Psychosocial care

CHAPTER 4 Psychosocial care



Marina Boogaerts, Alan Merritt



LEARNING OBJECTIVES


When you have completed this chapter you will be able to:


recognise the myriad factors that influence a person’s experience of illness

explore ways in which cultural differences between people have an impact on their illness experience and the provision of care

recognise the features that influence perceptions of quality of life for a person with a chronic illness and disability

describe the strengths of nurse–patient partnerships in the care for the person with a chronic illness and disability

identify opportunities and strategies for developing nurse-patient partnerships in clinical practice.


KEY WORDS


cultural competence


diversity


empowerment


partnership


person-centred care



INTRODUCTION


This chapter discusses the psychosocial facets of chronic illness. People have unique and sometimes very complex lives. Chronic conditions need to be addressed in the context of a person’s life and it should be acknowledged that no one knows that life better than the person who lives it. This expertise in one’s own life is an essential component in forming therapeutic partnerships from which care can be orchestrated.


Notions of recognising the diversity amongst people, including cultural differences, empowerment, collaborative decision-making and person-centredness are explored with regard to people with a chronic illness.

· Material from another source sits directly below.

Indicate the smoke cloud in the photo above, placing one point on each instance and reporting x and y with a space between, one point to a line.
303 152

CHRONIC ILLNESS IS A BIT LIKE CRICKET


If chronic illness was a sport it might be test match cricket, while an acute illness might be the 100 m sprint. These two events have much in common; they are both sport, involve physical competition, include spectators and competitors, have a beginning and an end and have defined rules. They are also very different. Cricket can last for five days (and still be a draw) where the sprint can be over in 10 seconds. The analogy works for illnesses in several important ways. One way is that a small error or a tactical decision in the sprint can have immediate and permanent consequences on the result, while in a five-day test match, there are many twists and turns and it is hard to say that any one error is directly responsible for the outcome and that tactics may be changed many times to respond to the circumstances. In chronic illness, as in cricket, there is time to make decisions, review them and try different approaches without immediate and permanent consequences.



ILLNESS VERSUS DISEASE


Purists will tell you that cricket is more than a sport. They say that it is the sound of leather on willow, white flannel on green fields surrounded by picket fences, good sportsmanship and gentlemanly conduct. It is debatable whether these are really prominent, defining features, but it is true to say that to a cricket aficionado, there is more to cricket than the game itself. In other words, to cricket lovers, the lived experience of cricket involves more than just the game.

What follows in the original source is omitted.